Caleb knows he should be an author. He is so sure that he quits a good job in New York and moves to Florida to write. While there, he meets a woman and becomes engaged. But after a year, he decides that he won't get his writing done in Florida and breaks his engagement and rents a room in Oregon. On his way across country, he stops overnight with a former classmate from college, Avi. After spilling his sad story about his broken engagement, Avi tells him his own story. He had gone to a Greek island for a short vacation, gotten stranded on another island with a woman he had met the night before and another couple. That night the four engaged in an orgy and afterwards, he never saw any of them again.

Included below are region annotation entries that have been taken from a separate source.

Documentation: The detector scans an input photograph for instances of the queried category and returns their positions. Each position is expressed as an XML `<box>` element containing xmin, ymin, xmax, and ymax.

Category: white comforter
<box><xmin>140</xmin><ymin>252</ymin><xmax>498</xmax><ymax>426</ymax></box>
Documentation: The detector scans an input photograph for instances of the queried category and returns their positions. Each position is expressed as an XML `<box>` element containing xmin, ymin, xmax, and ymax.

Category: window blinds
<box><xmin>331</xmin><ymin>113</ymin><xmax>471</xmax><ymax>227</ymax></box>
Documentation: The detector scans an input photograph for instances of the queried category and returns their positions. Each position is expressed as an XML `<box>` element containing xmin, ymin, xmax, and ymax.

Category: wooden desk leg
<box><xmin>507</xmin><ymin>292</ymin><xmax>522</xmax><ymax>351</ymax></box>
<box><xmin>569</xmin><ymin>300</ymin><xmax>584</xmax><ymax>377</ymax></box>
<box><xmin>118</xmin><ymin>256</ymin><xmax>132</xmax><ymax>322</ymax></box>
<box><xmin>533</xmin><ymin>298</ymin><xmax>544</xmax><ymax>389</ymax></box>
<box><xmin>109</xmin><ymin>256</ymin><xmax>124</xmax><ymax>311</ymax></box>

Caleb gets to Oregon and starts writing. He isn't sure what he wants to write about and as an exercise, he starts to write Avi's story. Soon he is entranced with what he is writing and the words pour forth. He finishes the book, sends it out to agents and goes back to New York and another job. Caleb is stunned when the book is taken immediately and even more when he hears the amount of money being offered. But Avi is also in New York and finds that his story is the basis of Caleb's book. He threatens to sue and the book ends up being published with Avi as author and Caleb getting all the money.

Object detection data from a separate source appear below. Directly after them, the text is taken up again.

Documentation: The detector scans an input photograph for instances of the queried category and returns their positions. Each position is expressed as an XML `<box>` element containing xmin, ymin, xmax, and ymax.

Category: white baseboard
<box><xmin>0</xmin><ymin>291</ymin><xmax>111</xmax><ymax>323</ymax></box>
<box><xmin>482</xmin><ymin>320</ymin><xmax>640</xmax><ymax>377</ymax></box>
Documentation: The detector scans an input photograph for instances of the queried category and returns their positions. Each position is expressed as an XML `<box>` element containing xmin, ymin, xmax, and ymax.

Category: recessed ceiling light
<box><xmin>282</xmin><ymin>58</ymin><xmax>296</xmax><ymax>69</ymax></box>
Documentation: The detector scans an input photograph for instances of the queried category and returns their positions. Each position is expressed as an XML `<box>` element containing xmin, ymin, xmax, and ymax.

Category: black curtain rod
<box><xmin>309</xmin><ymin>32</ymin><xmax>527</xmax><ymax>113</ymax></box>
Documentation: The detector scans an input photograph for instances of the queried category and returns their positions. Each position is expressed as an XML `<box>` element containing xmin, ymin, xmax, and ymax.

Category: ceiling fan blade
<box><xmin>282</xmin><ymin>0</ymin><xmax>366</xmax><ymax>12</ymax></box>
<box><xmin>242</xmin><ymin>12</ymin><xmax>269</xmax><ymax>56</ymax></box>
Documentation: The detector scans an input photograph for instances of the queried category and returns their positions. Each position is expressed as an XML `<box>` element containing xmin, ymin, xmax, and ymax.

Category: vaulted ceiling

This is a debut book and received much praise from publications such as Slate, the New York Times, Vulture and the New Yorker. For me, the first half of the book was a definite win. The story of Caleb and Avi and how the book came to be was fascinating. The rest of the book was less successful. Caleb starts to roam from one life to another. He forces the publicity of being the real author, then starts teaching in a small college. He breaks up with the woman he thought he loved and soon is dating another at the college. He gets back together with Sandra and then meets the woman from the book and hares off to Australia to be with her. Caleb drifts from vocation to vocation and from woman to woman and this part of the book diluted the interest from the first part. I listened to this book and the narrator did an excellent job displaying the back and forths of the main character, Caleb. I'll be interested to see what the author's second book, The Vegan, is like and plan to read it. This novel is recommended for readers of literary fiction.